Bob Streeter, director of transportation at Dysart Unified School District in Arizona, said fuel prices rose 62 cents per gallon from January through March before falling to just below $3.50 per gallon in April.
"Last year was more stable, or at least the change was not as volatile," he posted on LinkedIn. "In the (20)10-11 school year, we contracted for a set price for about six months, so at least we knew what the cost was going to be. That was at the beginning of the major price changes.

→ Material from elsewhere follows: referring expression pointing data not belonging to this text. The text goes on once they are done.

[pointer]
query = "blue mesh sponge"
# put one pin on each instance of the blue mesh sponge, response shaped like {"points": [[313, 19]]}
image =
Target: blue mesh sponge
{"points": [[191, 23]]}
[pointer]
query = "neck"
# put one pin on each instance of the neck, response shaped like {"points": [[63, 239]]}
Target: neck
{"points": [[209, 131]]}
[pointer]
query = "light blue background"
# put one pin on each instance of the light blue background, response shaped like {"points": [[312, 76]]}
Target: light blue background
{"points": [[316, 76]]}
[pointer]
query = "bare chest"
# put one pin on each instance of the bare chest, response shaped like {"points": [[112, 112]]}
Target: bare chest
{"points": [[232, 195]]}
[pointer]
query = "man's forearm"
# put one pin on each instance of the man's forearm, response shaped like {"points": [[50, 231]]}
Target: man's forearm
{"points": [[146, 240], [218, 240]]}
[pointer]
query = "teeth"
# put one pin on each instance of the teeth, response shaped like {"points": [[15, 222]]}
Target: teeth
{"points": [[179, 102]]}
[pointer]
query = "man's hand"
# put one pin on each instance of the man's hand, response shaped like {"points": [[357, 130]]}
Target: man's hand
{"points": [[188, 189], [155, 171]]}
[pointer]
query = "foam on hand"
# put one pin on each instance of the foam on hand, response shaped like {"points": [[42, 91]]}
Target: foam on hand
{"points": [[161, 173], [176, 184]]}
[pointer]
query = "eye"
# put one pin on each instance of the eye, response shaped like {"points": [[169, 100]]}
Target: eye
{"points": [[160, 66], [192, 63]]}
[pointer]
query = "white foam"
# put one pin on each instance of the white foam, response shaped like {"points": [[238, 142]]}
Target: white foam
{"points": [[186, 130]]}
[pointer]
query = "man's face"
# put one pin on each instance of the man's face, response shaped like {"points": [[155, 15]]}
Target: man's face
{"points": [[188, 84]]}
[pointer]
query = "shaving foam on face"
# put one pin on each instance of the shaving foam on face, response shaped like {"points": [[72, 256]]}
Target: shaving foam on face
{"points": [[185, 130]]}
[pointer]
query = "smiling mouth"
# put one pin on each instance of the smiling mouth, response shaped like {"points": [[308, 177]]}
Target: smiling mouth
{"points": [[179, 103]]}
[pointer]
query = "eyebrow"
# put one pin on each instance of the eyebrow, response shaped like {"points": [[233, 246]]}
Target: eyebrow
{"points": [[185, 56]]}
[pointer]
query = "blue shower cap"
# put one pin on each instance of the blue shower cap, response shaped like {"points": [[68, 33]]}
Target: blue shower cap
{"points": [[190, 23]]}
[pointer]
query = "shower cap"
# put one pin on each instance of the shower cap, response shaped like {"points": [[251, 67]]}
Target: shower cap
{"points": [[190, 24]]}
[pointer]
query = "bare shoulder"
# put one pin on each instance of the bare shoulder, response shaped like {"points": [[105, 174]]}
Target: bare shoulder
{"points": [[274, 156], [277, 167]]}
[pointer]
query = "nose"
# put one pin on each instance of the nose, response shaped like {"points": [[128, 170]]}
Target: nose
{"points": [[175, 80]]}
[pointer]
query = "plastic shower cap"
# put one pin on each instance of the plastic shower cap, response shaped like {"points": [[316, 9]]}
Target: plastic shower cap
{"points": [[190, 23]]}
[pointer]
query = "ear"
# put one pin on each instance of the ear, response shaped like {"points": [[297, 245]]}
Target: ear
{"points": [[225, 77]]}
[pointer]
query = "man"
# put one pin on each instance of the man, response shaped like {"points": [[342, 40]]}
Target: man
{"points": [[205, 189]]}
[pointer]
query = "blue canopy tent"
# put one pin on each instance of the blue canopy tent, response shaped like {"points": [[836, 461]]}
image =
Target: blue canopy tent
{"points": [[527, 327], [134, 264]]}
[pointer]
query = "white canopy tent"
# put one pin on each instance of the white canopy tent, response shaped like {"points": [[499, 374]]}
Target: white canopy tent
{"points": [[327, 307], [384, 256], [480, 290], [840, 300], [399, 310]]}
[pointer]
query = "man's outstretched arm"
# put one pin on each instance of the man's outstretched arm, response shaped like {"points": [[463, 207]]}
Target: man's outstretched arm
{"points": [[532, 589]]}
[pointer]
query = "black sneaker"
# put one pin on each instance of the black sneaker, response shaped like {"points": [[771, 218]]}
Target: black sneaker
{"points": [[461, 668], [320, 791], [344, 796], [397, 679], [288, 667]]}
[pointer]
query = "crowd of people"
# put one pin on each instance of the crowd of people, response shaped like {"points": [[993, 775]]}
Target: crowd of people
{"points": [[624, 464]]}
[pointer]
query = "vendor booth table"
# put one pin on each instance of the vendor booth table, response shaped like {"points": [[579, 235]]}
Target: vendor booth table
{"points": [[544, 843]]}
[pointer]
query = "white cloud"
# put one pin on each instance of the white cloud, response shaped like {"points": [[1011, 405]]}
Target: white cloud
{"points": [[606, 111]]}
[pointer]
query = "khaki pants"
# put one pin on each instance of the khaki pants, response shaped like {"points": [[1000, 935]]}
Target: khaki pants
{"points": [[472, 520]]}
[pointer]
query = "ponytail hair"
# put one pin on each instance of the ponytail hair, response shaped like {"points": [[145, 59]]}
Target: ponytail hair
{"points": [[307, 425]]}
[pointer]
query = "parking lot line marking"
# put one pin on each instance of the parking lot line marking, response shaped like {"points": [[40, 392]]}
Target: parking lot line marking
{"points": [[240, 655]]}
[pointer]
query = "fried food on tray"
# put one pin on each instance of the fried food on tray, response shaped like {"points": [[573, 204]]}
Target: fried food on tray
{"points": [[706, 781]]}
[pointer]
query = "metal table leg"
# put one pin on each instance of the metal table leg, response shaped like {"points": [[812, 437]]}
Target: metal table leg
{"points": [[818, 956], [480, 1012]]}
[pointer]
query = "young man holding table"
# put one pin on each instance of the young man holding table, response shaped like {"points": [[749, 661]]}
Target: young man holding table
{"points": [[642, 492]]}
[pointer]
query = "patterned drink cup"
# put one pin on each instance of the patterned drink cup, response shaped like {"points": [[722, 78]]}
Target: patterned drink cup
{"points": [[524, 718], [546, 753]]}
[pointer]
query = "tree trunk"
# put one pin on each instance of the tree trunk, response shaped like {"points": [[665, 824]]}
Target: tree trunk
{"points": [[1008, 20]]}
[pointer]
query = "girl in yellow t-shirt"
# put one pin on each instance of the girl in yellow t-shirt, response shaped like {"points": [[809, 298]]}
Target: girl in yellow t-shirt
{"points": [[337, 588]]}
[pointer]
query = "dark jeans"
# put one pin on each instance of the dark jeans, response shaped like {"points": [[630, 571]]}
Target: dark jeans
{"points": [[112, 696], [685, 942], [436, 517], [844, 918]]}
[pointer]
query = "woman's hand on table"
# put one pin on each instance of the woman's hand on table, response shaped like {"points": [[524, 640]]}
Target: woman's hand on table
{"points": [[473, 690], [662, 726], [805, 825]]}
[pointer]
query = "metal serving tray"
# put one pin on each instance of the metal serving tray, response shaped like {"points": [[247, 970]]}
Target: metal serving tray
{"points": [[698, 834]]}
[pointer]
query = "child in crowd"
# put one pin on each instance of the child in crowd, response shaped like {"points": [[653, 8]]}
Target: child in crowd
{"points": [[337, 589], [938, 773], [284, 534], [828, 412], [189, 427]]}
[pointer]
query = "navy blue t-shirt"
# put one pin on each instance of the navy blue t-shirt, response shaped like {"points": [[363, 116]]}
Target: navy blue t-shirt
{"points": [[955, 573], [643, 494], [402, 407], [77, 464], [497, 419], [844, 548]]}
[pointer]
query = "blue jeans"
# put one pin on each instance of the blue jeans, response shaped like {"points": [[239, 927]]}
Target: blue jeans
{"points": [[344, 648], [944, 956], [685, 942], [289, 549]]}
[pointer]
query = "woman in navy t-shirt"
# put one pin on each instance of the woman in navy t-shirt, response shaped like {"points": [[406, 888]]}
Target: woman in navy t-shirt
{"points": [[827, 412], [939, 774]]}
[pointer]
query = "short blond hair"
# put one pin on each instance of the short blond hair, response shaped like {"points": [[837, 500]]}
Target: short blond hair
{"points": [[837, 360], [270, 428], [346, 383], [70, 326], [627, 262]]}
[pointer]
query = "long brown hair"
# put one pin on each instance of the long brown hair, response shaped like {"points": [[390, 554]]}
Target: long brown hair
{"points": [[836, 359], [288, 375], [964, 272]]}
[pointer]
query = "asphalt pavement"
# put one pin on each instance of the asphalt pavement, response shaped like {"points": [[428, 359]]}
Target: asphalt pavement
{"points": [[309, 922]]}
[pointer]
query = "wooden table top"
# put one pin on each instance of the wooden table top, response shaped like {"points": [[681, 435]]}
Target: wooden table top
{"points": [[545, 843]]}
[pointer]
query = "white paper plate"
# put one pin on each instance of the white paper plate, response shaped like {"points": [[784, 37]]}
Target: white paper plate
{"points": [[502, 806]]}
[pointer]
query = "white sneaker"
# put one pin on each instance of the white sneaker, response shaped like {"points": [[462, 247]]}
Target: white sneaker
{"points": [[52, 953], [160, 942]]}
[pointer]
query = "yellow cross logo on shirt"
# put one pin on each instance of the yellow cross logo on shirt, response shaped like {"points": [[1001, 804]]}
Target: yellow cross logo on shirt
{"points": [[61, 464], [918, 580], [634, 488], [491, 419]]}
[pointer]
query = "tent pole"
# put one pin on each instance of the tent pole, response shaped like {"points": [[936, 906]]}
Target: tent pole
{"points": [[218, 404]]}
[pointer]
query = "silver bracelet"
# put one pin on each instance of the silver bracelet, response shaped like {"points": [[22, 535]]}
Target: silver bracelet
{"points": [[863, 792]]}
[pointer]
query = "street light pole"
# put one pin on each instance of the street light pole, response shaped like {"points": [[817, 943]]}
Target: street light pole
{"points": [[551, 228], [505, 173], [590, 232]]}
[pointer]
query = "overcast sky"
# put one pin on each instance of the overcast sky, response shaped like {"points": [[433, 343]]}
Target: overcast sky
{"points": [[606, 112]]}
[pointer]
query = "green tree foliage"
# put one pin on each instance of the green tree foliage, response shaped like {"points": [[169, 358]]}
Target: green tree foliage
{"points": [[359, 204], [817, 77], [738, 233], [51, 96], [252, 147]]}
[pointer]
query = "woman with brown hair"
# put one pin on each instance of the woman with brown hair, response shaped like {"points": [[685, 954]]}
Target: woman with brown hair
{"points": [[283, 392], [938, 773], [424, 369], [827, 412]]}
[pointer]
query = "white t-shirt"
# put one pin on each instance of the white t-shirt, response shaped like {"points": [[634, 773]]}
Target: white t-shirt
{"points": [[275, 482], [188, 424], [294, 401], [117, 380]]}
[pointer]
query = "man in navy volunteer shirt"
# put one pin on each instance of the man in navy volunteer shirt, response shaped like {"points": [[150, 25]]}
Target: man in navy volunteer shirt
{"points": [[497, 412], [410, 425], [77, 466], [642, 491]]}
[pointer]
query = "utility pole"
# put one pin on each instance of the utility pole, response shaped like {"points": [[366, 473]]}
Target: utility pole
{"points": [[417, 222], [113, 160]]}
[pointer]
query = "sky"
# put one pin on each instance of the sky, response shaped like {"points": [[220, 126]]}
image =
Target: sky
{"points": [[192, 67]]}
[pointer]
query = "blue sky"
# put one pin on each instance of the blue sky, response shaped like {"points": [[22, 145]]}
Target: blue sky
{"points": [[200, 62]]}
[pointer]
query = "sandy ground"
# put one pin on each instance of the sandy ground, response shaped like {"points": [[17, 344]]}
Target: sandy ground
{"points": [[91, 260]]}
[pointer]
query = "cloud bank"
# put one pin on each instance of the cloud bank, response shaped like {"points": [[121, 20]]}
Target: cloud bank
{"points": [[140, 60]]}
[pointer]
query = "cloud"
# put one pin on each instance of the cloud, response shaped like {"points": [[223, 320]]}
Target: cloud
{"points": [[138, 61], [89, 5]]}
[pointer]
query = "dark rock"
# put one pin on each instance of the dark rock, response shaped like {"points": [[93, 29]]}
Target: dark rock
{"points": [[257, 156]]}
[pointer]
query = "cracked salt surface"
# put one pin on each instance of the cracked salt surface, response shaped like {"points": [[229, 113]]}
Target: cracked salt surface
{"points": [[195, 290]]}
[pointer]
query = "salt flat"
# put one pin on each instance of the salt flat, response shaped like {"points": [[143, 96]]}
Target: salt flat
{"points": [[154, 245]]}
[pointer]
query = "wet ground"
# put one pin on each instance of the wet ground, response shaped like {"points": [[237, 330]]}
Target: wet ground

I would say it helped us a little but it is a gamble.
"Right now I think I would ride this out as I believe it is going to continue to come down, then I might consider another hedge."
For Churchill County School District near Reno, Nev., Director of Transportation Steve Russell said the use of a diesel-natural gas blend known as "G" diesel has kept per gallon prices at $3.01 as of June 4.
"Been using it for a year and have shown an increase of fuel mileage and no sign of vehicle damage," he added.
Collins Bus announced in December an agreement with BAF to develop the first CNG fuel system for a Type A school bus. Collins said CNG, when compared to diesel and gasoline fuels, provides a reduction in greenhouse emissions and has the potential to reduce fuel costs by 25 percent to 40 percent. The option was expected to be available this spring or summer. The company also offers its Type A NEXBUS with hybrid-electric and propane options.
Adding to fuel-saving options for districts is the new all-electric eTrans Type A from Trans Tech Bus, which was unveiled last fall at the NAPT Summit in Cincinnati. The eTrans runs on a 120kw induction motor and reaches speeds of up to 60 mph. The school bus has a trip range of approximately 120 to 130 miles per charge from its two lithium-ion batteries depending on load and driving conditions. The bus can be recharged in about six to eight hours.
Recently, more propane autogas users have also reported spending less for fuel while seeing increased fuel mileage. For example, Hall County School System in north Georgia said it is paying $2 per gallon compared to $3.50 per gallon for diesel. The school district expects to save $36,000 in fuel costs this year from its 20 new Blue Bird 72-passenger Vision propane buses. Propane autogas, which costs up to 50 percent less than diesel fuel, offers reduced maintenance costs and extended engine life potential.
Thomas Built Buses is expected to go into production soon on its own conventional school bus powered by propane.